The core of the building is rectangular in plan with a small entrance veranda under the second and lower gable. An enclosed veranda with a hipped roof is attached on the left or southern elevation and there is an open-air annexe on the northern side. The main entrance to the building is via the entrance porch.

There are two sets of steps to the supper room on the southern elevation separated by pairs of sash windows which do not have sunhoods.

Both gables have a flying gable with bargeboards featuring fretwork decoration. The superior gable has a lattice infill on either side of the central open entrance which is flanked by windows with skillion sunhoods. Above the entrance is a large board proclaiming that the hall is the Numinbah Valley School of Arts. The lined entrance porch contains a ticket office on the left and another room on the right.
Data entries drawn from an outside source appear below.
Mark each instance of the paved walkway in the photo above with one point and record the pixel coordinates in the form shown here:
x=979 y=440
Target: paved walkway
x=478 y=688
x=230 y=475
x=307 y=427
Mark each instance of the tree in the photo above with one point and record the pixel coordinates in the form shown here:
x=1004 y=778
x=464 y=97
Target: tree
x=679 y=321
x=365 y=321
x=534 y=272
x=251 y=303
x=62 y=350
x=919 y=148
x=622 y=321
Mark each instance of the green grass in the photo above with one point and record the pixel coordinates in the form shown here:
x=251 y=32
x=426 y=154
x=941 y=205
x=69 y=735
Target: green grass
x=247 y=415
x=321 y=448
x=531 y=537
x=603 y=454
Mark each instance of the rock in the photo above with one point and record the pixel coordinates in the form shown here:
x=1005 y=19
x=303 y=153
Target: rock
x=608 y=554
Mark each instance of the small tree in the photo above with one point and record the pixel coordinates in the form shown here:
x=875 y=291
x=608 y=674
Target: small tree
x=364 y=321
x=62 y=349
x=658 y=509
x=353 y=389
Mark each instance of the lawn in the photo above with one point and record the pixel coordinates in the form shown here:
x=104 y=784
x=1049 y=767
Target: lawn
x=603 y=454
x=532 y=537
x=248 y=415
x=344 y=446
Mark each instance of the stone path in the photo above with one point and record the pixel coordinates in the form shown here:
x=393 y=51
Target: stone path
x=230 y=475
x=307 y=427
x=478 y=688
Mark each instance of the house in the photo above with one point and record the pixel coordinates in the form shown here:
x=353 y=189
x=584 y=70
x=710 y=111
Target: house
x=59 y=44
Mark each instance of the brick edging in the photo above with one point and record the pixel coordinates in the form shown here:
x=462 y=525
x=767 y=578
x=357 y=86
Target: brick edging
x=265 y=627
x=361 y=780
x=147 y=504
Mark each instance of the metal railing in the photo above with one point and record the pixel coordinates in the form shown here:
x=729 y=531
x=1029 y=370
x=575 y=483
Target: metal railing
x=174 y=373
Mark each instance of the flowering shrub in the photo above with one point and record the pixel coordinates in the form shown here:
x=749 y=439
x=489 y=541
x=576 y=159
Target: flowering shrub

There is a notice board inside this foyer and one outside under a window and another outside the supper room. There is a doorway to this supper room but no steps.

There are two doors into the hall on the northern elevation, but only the door near the front has steps. This side also features two pairs of sash windows with skillion sunhoods on either side of the door. From near this entrance to the rear of the building is an open-air annex. The sub-floor at the end of the building has been closed in. A large plastic tank and another concrete one at the back is used as the hall's water source.

On the southern elevation, a post and two-rail timber fence stretches from the rear of the hall to the brick and concrete public toilets and then across to the boundary of the adjoining property. On the northern side of the hall the fence separates the open rural park-like area from the road. Near the hall is a fairly level open stretch of ground with some simple plank seating near the river. Beyond this flattish area is undulating lightly timbered land. Near the road is a billabong.

The toilet block is not significant.

== Heritage listing ==
Numinbah Valley School of Arts was listed on the Queensland Heritage Register on 7 December 2007 having satisfied the following criteria.

The place is important in demonstrating the evolution or pattern of Queensland's history.

The Numinbah Valley School of Arts, built in 1925, is one of many School of Arts constructed throughout Queensland. By the 1900s, almost every town in Queensland had a School of Arts and they were often seen as indicators of the prosperity or status of the town. As such, they demonstrate the evolution of Queensland's history.

The building is representative of an intact, community built School of Arts. It has strong associations with the Numinbah Valley and surrounding area as a recreational and social facility since 1925. It has been used as the venue for diverse activities ranging from state education, dancing classes, church services, cinema, exercise classes, table tennis, school sports and P and C fund raisers. It has also been home for many organisations and clubs including the local QCWA (Queensland Country Women's Association) and the Volunteer Bush Fire Brigade. The Numinbah Valley School of Arts is important for its connection with the valleys' community and as an integral part of the social and community life of the locality.

The place is important in demonstrating the principal characteristics of a particular class of cultural places.

The Numinbah Valley School of Arts is representative of a community hall built for the school of arts movement in Queensland. Its fabric is largely intact.

The place is important because of its aesthetic significance.

It has aesthetic significance due to the simplicity of the design, symmetry of the front entrance with fretwork bargeboards, as well as the adjacent rural park-like area. As well proportioned and detailed timber buildings built in a traditional style, the Numinbah Valley School of Arts makes a substantial contribution to the built character of Numinbah Valley. The building is significant as part of the rural landscape that has a scattered population. The building has a landmark position with the small community as it is a large structure and is positioned on the main road through Numinbah Valley.